Reference Books Of The Year
- Agatha Christie’s Poirot: The Greatest Detective In The World by Mark Aldridge
- The Golden Age of Murder by Martin Edwards
Book Of The Year
Crikey, that’s a hard one. Putting aside the obvious ten candidates from Brian Flynn (have I mentioned him yet?), there are loads of other possibilities – basically anything I’ve mentioned above. There are some obvious choices there – Anthony Horowitz, M W Craven, Martin Edwards, etc – but they’ll be topping many other lists.
I’m going to go for a dead heat between two books as I can’t separate them and I haven’t seen that much promotion for them elsewhere – admittedly one of them isn’t out til next week. The reason for picking them is that they are both excellent examples of what my blog is always looking for – a modern mystery with properly Golden Age sensibilities. So my books of the year are The Smart Woman’s Guide To Murder by Victoria Dowd and The Marlow Murder Club by Robert Thorogood. Very much looking forward to the next in each of these series.
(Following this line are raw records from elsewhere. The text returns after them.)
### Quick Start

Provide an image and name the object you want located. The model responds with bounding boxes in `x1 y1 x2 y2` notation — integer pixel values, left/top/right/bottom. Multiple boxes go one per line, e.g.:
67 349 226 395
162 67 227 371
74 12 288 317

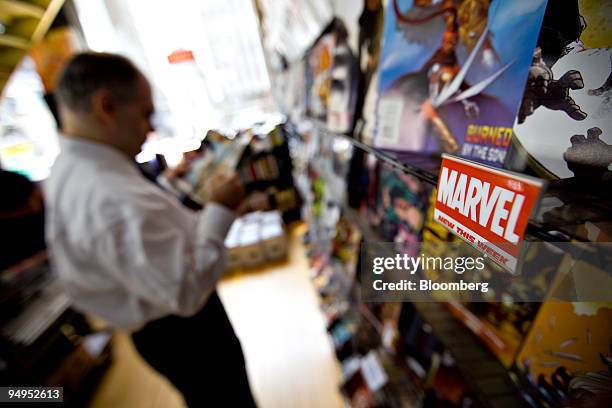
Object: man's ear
91 89 117 123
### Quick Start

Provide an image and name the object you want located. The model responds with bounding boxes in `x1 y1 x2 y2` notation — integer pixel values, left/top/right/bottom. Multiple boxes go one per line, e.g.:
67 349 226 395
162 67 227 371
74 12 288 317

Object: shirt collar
59 135 137 175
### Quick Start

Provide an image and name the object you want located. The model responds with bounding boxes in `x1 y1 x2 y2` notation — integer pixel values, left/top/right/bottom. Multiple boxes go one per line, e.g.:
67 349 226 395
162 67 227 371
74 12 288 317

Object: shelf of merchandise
345 208 524 407
298 119 612 243
0 0 65 93
292 124 524 407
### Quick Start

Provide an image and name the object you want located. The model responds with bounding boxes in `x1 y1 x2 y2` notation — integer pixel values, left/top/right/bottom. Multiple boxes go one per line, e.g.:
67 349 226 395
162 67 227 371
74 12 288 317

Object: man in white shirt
45 53 255 407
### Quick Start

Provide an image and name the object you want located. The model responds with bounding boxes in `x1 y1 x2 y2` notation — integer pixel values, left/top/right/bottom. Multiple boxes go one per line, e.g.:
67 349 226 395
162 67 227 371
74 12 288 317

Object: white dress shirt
44 137 235 330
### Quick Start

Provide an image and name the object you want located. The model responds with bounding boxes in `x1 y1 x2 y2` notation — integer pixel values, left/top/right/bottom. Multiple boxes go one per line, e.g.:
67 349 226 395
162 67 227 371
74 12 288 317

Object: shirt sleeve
96 201 235 321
Right, 2021. Let’s hope things sort themselves out at some point, the sooner the better, obviously. Blogwise, I’m planning, after being inspired by Mark’s book on Poirot, to start a chronological re-reading of the Great Detective, but nothing more structured than that. We should be seeing another ten Brian Flynn books at some point, which I’m especially looking forward to as I haven’t read all of the next ten yet! So there might be some particularly vague introductions this time.
And a quick thank you to all of you, who read my burblings and say nice things about the blog, which is always appreciated (and especially those who say nice things about Brian Flynn). The blog has always been just about keeping track of my reading, first and foremost, but it’s always gratifying to know that I’m not shouting into the darkness.
So, just to finish up with – I know I lost a follower this year due to my political posts (not that I recall writing any) but I’m going to keep hammering one message. Wear a mask, keep your distance, think about other people first and don’t be an arse. Happy New Year!